Now, it's interesting, because we've embraced this Darwinian view of a continuity in physical evolution, this physical continuity. But we've been much more reticent, much slower at recognizing this continuity in cognition, in emotion, in consciousness in other animals.
這其中的奧妙在於 一直以來,我們都遵循達爾文 在形體演化的連續理論, 但是我們卻很晚才察覺 演化不僅僅發生在形體, 其他的動物在認知、情感、知覺上, 也都有演化的連續性。
Other animals are conscious.
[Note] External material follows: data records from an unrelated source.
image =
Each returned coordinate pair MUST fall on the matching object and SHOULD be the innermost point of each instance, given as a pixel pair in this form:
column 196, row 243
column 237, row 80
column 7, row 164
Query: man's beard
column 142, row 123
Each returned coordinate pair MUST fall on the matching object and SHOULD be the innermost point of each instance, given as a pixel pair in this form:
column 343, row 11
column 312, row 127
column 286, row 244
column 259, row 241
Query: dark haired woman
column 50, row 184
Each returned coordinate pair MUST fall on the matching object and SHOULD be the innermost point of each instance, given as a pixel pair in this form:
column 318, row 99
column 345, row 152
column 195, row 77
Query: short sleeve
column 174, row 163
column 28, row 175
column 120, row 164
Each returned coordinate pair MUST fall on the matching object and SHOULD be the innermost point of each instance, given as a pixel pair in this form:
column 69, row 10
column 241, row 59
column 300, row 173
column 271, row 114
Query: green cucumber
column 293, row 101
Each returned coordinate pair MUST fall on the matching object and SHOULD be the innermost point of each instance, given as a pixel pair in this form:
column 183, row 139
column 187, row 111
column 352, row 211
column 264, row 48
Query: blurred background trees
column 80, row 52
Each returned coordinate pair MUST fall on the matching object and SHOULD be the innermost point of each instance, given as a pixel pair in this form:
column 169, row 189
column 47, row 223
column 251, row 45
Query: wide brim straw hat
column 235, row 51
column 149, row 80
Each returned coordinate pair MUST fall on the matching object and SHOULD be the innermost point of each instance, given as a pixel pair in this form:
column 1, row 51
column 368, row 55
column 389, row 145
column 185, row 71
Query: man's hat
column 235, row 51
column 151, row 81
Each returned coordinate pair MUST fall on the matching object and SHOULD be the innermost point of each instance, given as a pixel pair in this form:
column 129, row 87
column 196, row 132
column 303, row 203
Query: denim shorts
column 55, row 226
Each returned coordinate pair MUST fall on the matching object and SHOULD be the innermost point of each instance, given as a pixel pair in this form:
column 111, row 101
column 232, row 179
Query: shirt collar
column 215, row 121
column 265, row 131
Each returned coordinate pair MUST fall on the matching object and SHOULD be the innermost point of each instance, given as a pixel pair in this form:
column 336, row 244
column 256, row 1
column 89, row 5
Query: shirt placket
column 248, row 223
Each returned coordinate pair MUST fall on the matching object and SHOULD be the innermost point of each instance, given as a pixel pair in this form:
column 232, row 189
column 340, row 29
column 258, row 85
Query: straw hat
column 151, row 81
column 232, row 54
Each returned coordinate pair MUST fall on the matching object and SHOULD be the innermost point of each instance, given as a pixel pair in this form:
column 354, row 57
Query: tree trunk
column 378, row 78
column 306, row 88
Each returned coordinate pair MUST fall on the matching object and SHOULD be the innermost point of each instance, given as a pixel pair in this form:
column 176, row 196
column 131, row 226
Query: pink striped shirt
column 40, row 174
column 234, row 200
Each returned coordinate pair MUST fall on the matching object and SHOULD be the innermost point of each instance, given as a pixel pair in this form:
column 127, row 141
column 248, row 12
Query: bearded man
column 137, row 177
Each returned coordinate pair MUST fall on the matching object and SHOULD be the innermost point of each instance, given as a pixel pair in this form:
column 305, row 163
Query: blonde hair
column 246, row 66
They're emotional. They're aware. There have been multitudes of studies with many species over the years that have given us exquisite evidence for thinking and consciousness in other animals, other animals that are quite different than we are in form. We are not alone. We are not alone in these abilities. And I hope, and one of my biggest dreams, is that, with our growing awareness about the consciousness of others and our relationship with the rest of the animal world, that we'll give them the respect and protection that they deserve. So that's a wish I'm throwing out here for everybody, and I hope I can really engage you in this idea.
其他的動物是有知覺的, 牠們有感情、有意識。 多年來,有許多不同物種的研究, 提供了確切的證據,證明了其他動物 具有思考和知覺的能力, 那些動物的形體和我們很不一樣。 我們不是獨一無二的。 我們並不是獨一無二 擁有這些能力的動物。 我希望,我最大的夢想之一 就是隨著更加認知到 地球上其他動物具有知覺, 而我們和牠們的關係更緊密, 人類就能用更公平的方式 來尊敬與保護牠們。 因此,今天我要把這個 願望分享給每一位, 希望你們也可以認同這個想法。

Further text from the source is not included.